Wednesday, August 17, 2005

Mangal Pandey : Movie Review.

Last night we went to watch "Mangal Pandey - The Rising". It was a weekday evening, but still I had expected more crowd than what was present there. The cinema hall was barely half filled. After such a lukewarm sight in the first week, it's tough to digest the tall claims made by Aamir. He actually told them - "Just for the record, can you believe that the entire business done by ‘Lagaan’ in it’s full run has been done by ‘The Rising’ in just one week?!". What record Amir, the most obvious lie? Anyway, if you've already spoke to people who watched the movie, it might be a repetition but I must advice you to skip this one. Or perhaps wait till next 26th Jan - some channel ought to show this one. Or rush to the VCD wallah and rent "chintu candy" wali VCD.

Very few words were written over the saga of the Sepoy Mutiny of 1857. Moreover, most of the written records were maintained by the East Indian Company. So, basically the character of Mangal Pandey comes more from folklore than from history. The film adds more of bollywood masala and one raunchy "mujra" item song to the folklore and the outcome isn't very entertaining.

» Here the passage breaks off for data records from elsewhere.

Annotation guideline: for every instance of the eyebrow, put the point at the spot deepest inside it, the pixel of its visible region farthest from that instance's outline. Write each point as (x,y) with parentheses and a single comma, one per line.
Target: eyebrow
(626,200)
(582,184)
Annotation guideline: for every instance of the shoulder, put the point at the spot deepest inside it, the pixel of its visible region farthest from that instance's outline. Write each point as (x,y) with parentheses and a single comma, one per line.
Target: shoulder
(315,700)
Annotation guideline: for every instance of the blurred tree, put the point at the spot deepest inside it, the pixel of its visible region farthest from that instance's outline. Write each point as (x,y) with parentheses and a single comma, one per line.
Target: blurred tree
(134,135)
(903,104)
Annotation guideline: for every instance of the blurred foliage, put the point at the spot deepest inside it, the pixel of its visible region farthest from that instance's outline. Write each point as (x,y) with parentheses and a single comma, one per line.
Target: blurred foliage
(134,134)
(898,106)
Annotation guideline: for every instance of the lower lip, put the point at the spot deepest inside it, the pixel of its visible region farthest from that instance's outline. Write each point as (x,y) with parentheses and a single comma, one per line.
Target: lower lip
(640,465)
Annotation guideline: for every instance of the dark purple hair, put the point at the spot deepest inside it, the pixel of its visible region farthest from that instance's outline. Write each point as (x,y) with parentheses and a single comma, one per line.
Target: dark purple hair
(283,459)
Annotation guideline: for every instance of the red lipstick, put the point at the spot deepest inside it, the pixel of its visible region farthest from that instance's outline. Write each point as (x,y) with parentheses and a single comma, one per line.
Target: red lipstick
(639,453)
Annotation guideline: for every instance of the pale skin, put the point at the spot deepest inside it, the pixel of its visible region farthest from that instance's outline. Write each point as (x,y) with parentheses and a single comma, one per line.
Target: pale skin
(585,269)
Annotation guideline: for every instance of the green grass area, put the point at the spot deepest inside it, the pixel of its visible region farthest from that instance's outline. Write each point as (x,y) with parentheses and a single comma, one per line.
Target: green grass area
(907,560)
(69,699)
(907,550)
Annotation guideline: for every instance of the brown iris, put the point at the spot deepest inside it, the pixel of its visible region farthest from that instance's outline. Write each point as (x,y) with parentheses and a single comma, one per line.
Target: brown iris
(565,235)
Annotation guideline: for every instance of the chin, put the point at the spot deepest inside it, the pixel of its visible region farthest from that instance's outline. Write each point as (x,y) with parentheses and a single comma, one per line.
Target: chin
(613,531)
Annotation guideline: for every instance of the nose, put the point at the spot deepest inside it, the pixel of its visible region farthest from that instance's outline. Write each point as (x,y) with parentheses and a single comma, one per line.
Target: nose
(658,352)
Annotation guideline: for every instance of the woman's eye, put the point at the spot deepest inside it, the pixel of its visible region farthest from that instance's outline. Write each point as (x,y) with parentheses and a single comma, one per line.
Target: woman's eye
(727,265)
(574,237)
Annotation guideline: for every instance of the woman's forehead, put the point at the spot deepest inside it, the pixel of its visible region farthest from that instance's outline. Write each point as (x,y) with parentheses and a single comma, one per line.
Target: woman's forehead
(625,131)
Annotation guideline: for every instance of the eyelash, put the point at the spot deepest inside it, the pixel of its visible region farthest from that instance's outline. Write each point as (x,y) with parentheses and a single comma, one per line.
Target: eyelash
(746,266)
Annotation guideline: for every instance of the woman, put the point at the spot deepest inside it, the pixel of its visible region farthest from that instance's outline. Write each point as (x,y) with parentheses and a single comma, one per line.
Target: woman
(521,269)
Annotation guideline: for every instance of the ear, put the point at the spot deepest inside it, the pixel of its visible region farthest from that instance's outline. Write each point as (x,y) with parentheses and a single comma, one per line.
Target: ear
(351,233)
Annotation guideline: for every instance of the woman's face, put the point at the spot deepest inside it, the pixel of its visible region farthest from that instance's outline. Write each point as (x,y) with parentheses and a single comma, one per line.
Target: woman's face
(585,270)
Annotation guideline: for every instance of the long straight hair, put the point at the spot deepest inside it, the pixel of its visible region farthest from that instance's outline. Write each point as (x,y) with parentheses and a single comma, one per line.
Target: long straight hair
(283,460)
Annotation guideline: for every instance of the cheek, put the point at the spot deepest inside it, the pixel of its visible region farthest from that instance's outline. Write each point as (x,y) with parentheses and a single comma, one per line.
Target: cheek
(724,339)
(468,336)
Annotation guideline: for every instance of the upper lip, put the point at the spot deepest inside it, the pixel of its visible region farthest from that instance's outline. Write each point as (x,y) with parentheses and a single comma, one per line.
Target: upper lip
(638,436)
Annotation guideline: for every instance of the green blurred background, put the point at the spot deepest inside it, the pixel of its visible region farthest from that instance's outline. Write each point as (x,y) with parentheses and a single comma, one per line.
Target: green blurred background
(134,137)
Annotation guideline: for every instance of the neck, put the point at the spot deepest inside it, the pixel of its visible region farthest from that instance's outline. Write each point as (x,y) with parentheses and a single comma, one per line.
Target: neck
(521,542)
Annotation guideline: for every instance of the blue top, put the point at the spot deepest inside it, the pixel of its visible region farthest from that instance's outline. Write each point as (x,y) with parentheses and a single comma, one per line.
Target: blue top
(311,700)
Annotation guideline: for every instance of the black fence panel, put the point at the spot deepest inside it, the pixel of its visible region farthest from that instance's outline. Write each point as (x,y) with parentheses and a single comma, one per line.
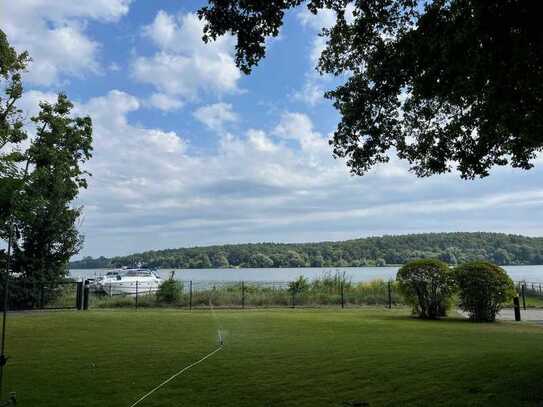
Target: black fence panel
(25,294)
(256,294)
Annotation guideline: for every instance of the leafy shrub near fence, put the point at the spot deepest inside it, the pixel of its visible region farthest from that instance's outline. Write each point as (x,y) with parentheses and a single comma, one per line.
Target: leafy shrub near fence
(483,288)
(169,292)
(427,285)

The movie got me confused about the orientiation of Pandey ji. He is shown to be very close with sympathetic English officer, Gordon. But what was shown in the movie looked a lot more than just-good-friends. Imagine two burly & bare wrestlers flexing their muscles in the dirty ring and one of them asks other - "Kal kyun nahi aaye? (Why didn't you come yesterday?)". In another scene, when Housten & fellow officers were beating the hell out of Pandey ji, Gordon comes and save him. After this he removes the locks of hair from Pandey ji's face and asks - "Tum kaise ho? (How are you?)". The insinuations were present everywhere. Gordon comes to the Sepoys' barracks and tell Pandey - "Mujhe tumse akele mein kuch baat karni hai. (I want to talk to you alone)". Pandey says talk in front of my people but then some eye-signals are exchanged and Pandey leaves the barracks with Gordon. Perhaps the makers got aware of this and hence, were forced to include Rani Mukherjee & Amisha Patel. Both of them are totally wasted. Rani has one mujra in the movie but if it could've gone to the another "mujra" girl in the movie, it would've added more "value" to the movie. Amisha Patel's role was totally unnecessary. Don't know how did she persuade the makers to include her in the movie.

Didn't you hate the Hindi-then-English narration in the previous paragraph? If that annoyed you, you'll probably tear your hair in the movie. Whenever Englishmen are shown talking in English, they are given the time to finish their dialogues and then Om Puri's voice repeats each and every thing said, translating every single word. No wonder movie got a "bit" lengthy.

Rediff published some very interesting excerpts from the book "Mangal Pandey: Brave Martyr or Accidental Hero?" by Rudrangshu Mukherjee. It states that the main reason behind the rebellion was the fat on the new cartridges and on the day when Mangal Pandey revolted, he was allegedly intoxicated with Bhaang. It was an isolated event but after almost a month of the hanging, mutiny broke out in various barracks in the planes of Ganga. The movies, presumably in the pursuit to color Pandey as first nationalist freedom fighter, moves far from this possibility. It's hard to imagine that Pandey, just a Sepoy, would fight for Azadi. He was from common peasent folks, who were accustomed to be ruled by royals in the past & company during those days. Moreover, concept of a unified India must have been very far fetched at that time. Till about few decades ago, the subcontinent was divided between numerous small states and they all got unified under company-raj. If not for the cartridges, Pandey could have been serving company loyally and got retired with pension.

Even if we overlook the gliches in history part of it and treat the movie as totally fictional, it's simply not entertaining! I don't know what took them four years to complete this movie? They should've given the job to Subhash Ghai. He would've made the movie in half the time on Kisna's sets! "The Rising" was only slightly better than Kisna and Kisna was a big pain in neck!

Final verdict: Hype is phoney, it's not worth your money!

UPDATE: Now that we are at the topic, I want to discuss this posting, here. From the post
Mangal Pandey gave up his life to protect his beliefs for the religion he belonged to. So did other soldiers who mutinied at that time. Viewed in the context of the present, people's religious sensitivities seem to have sadly undergone a sea-change. Even staunch religious organisations which pretend to protect their religion and breathe fire and fume at the slightest provocation, do nothing to stop such actions against their beliefs. And the people themselves - whether staunch Hindu or Jain - out of ignorance or indifference, seem to have little concern.
I am infact very *happy* for this change. I'm not very religious myself, but I don't think religion is all about the icons and rituals. Read the entire post, it's another way to look at it.

1 comment:

Raj said...

The movie was bad and the translations were very annoying.